Nocturnal adoration was a catalyst for my own walk with the Lord. But now that I can visit him every night in my PJs, without leaving the rectory (and try to each night, however briefly), I don’t think that my testimony will be very compelling. Not compared to that of heroic parishioners who rise in the night, return to their street clothes, and brave the elements to be with the Lord when the world sleeps, purchasing that privilege at a high cost. Here, therefore, are a few anonymous testimonials from some nightime adorers at the St. Mary “Chapel of Love.”


Nighttime adoration is sacred,” says one. “Getting up in the middle of the night to see Jesus really makes it about a Person.” Drop-in adoration at our convenience is a real treat. But having a fixed hour–an inconvenient hour–when He is waiting for us, when we might let Him down… that’s an encounter. Perhaps a tryst.


In the words of another parish Watchmen, “Christ asks us if we couldn’t stay awake with Him one hour. By taking away a mere sixty minutes from distractions, I can sit face to face with the Creator of the Universe in the perfect silence of the wee hours. This adds structure to my prayer life and frees me to pray without the ever-present hustle and bustle of the daylight hours.”


But when I’m sleepy I don’t pray well! some might object. All the better, says an adorer. “I used to think that prayer is what I did in God’s presence.There is nothing like nighttime adoration to cure us of that illusion. Nighttime adoration is humbling. We confront our nothingness and His transcendence. To persevere, one must learn to renounce trust in ourselves and let Him do the praying in us. To cast our weakness into the forge of His transforming love. 


But self-improvement is not exactly the goal, argues another. “Nighttime adoration is not all joy and ease. It's not about 'doing what's good,' or even about doing it ‘well,’ or coming out ‘better.’ It's a relationship. Where we abandon ourselves, without seeing, knowing it will cost, but because it is the Holy One who calls. Who draws us into that awful darkness, and yet it is because we are drawn. It's about Jacob wrestling all night for a blessing, coming out with a limp along with it. It's about the Bride searching for her Beloved, about the disciples falling asleep. It's the Lord searching for His people, Jesus weeping over Jerusalem, Jesus in Gethsemane. A union where suffering meets. And suffering is most felt in darkness. When one is vulnerable, stripped of the strength once had.” 

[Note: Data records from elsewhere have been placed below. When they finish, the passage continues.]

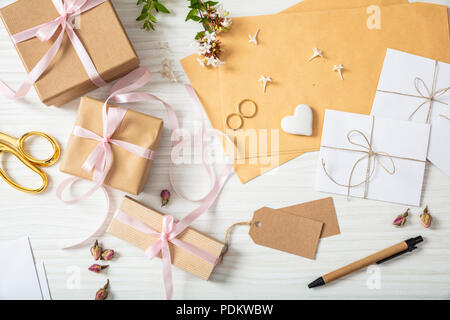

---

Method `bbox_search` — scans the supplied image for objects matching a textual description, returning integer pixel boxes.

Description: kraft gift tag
[249,207,323,259]
[277,197,341,238]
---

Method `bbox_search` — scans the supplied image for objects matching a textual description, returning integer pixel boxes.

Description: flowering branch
[136,0,170,31]
[186,0,231,67]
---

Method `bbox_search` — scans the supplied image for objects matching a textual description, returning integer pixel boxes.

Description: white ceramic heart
[281,104,312,136]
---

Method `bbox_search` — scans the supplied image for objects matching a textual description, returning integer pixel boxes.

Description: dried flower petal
[392,209,409,227]
[88,264,109,273]
[95,279,109,300]
[161,189,170,207]
[91,240,102,260]
[420,206,433,228]
[102,249,114,261]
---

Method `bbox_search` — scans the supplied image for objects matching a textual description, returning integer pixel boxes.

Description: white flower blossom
[222,18,231,28]
[203,31,216,43]
[214,4,229,18]
[197,58,205,68]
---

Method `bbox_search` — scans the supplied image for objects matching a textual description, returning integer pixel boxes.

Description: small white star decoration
[333,64,344,80]
[248,29,259,46]
[308,48,323,61]
[258,75,272,93]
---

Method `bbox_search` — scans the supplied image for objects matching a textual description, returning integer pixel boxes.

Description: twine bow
[0,0,107,99]
[377,60,450,123]
[321,117,425,199]
[114,210,218,300]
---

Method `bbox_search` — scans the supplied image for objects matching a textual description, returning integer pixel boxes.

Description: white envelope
[316,110,430,206]
[371,49,450,176]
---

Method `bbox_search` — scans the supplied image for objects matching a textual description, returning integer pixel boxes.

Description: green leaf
[136,12,147,21]
[154,2,170,13]
[185,9,197,21]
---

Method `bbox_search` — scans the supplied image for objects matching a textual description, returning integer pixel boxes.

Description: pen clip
[376,246,417,264]
[376,236,423,264]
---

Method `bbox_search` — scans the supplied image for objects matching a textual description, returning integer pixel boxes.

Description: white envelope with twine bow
[316,110,430,206]
[371,49,450,176]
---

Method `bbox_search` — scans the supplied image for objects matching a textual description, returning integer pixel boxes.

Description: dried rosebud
[91,240,103,260]
[95,279,109,300]
[161,189,170,207]
[102,249,114,261]
[392,209,409,227]
[88,264,109,273]
[420,206,433,228]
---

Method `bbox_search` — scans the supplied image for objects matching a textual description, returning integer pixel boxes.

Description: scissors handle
[17,131,61,166]
[0,144,48,193]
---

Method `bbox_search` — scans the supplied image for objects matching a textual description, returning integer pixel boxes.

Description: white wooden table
[0,0,450,299]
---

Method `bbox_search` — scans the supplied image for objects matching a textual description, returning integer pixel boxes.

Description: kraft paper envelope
[181,0,408,131]
[184,4,450,182]
[316,110,430,206]
[219,3,450,182]
[371,49,450,176]
[181,0,408,180]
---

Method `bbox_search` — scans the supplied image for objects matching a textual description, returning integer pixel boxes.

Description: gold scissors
[0,131,61,193]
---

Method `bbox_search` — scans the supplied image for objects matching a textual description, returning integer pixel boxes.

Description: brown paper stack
[60,97,164,195]
[0,0,139,106]
[182,0,450,182]
[107,197,224,280]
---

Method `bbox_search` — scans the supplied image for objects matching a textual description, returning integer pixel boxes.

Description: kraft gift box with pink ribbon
[60,97,163,195]
[0,0,139,106]
[107,197,224,299]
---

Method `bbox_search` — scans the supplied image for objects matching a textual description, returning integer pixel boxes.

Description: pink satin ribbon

This concords with the sentiments of the last local lover of the Lord whom we will quote, who, in her desire to attract more to the hidden Treasure, expresses herself poetically: 


I awake.  In the depths of the vast silence of night, you call. In hallowed moments, caught between death & life, twilight and dawn, I am held.


“Come!”


“My LORD, why call this little child? My limbs are heavy; My heart slumbers. My soul is borne down with sorrows. What can this little child do?”


COME!”  I go.


A hand at the lattice of Your garden. “Here I am. You called, Love. What will you have of me? … My Lord? … I will stand watch here until you bless me. If I leave only with the assurance of honoring you, I know I have not waited in vain.”


He speaks. “My child, look not away, let not your head droop. Ask of Me, and I will keep it raised. Ask of Me, and I will give you all the riches of my Heart! 


“Come; Come close… Let me gaze upon you. Let me delight in your presence; How I long for you to be before me! Lift your eyes to mine and let our hearts become one. 


My littlest one, be still, and know that I AM your God. I have drawn you here so that I may whisper unto your heart the secrets of Mine. Words you may not yet have ears to hear, yet which nevertheless do not fail to have their effect. For it is now, when you are before me in this utter weakness of your humanity, that your heart quivers under my Breath. Abandon yourself to the One who Loves you!


“O my King, my Lord, my God, Your Word is far above me, and night presses upon me. But let our hearts be one…”


I return. “I must go now, Jesus –it will be day soon.”


“Yes my child, go and sleep in peace. I know your need, and I will fill your weakness with my strength forevermore. Go, my child, my blessing rests upon you. Carry it to others.”